Sources in the department said the state along with submitting a factual report on the death of ST-16 has also made a number of suggestions such as a review of the original tiger re-introduction project and its implementation to be done at the level of NTCA, strengthening STR administration by reorganization of divisions and deployment of more staff, and appointing a veterinarian against a vacant post at STR.
The official said the problem areas need to be identified and viable solution has to be find out. The official pointed out that Panna National Park in Madhya Pradesh was also under tiger reintroduction program and the success there is visible, but in Sariska it’s not.
“We are considering bringing tigers from MP in order to get fresh genes. In the recent death of ST-16, cancer is suspected...,” he said.
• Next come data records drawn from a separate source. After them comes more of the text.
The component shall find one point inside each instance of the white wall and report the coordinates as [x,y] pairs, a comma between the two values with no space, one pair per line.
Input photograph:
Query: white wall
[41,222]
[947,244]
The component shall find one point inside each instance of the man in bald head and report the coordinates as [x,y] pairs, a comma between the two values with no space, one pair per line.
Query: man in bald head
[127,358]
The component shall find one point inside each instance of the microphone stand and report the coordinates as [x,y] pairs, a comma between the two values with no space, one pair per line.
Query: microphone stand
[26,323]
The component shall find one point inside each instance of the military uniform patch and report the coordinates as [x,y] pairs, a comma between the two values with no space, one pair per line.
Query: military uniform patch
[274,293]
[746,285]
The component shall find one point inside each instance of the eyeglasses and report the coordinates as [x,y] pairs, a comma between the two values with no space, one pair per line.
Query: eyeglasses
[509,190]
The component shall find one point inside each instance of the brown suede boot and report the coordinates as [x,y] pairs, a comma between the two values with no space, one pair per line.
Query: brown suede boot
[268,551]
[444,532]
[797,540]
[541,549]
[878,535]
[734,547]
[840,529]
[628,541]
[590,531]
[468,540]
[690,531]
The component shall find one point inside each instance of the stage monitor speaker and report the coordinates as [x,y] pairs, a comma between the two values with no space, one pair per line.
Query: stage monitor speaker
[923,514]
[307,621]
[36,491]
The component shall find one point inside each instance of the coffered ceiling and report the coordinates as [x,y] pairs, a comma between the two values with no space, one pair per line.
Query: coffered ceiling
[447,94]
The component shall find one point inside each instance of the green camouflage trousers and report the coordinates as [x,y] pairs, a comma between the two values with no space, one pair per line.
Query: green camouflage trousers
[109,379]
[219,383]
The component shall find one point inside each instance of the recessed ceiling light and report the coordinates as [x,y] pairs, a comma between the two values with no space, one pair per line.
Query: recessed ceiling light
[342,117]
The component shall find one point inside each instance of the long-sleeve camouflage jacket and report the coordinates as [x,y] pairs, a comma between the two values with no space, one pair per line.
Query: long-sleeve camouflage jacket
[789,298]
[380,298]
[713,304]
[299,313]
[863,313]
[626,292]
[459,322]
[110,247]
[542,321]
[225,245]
“When tigers in Sariska became extinct in 2008, the population at RTR (Ranthambore Tiger Reserve) was around 14, with just two male tigers. The genes of tiger T-2 can be found in majority of tigers,” he said.
Associate professor at National Center for Biological Sciences, Bangalore, Uma Ramakrishnan, who studied genomes of tigers at RTR, said, “We have sequenced and studied genomes of Ranthambore tigers. Our analyses suggest RTR tigers are isolated, have low genetic variation, are related to each other, and inbred. Inbreeding depression is when inbred tigers have a lower chance of survival. We (and others) do not see telltale signs of inbreeding depression yet. Further research in the coming years is needed to investigate this.”
Expressing concerns over the tigers in STR, general secretary, Sariska Tiger Foundation, Dinesh Durani in a letter to principal chief conservator forest, Madhya Pradesh states that despite relocation from Ranthambore, ST-3 and ST-5 (missing) tigress could not deliver cubs. There could be a number of reasons for it, but among its major factor could be inbreeding. “The foundation strongly believes the reason of two tigresses’ failure could be inbreeding,” he said.
He sought an exchange of tigers, which will not only improve the gene-pool but will affect the growth of the tiger count.
Durani told HT that one of the reasons why tiger population flourished in Panna National Park is that there the tigers that were introduced were from different places such as Bandhavgarh National Park; Kanha National Park and Pench Tiger Reserve in Madhya Pradesh. BOX:
On June 8, tiger ST-16 in STR died of heat stroke. The forest department has sent a sample for pathological examination to Indian Veterinary Research Institute, Bareilly and Centre for Cellular and Molecular Biology, Hyderabad. The results are awaited. The forest official says that the tiger died of heat stroke and possibly was suffering from cancer or septicemia, which might have contributed to the animal not being able to deal with the heat
The tiger, known as T-75 at Ranthambore Tiger Reserve was renamed ST-16 after relocation, and is the fourth of the nine relocated tigers to Sariska that met an untimely death.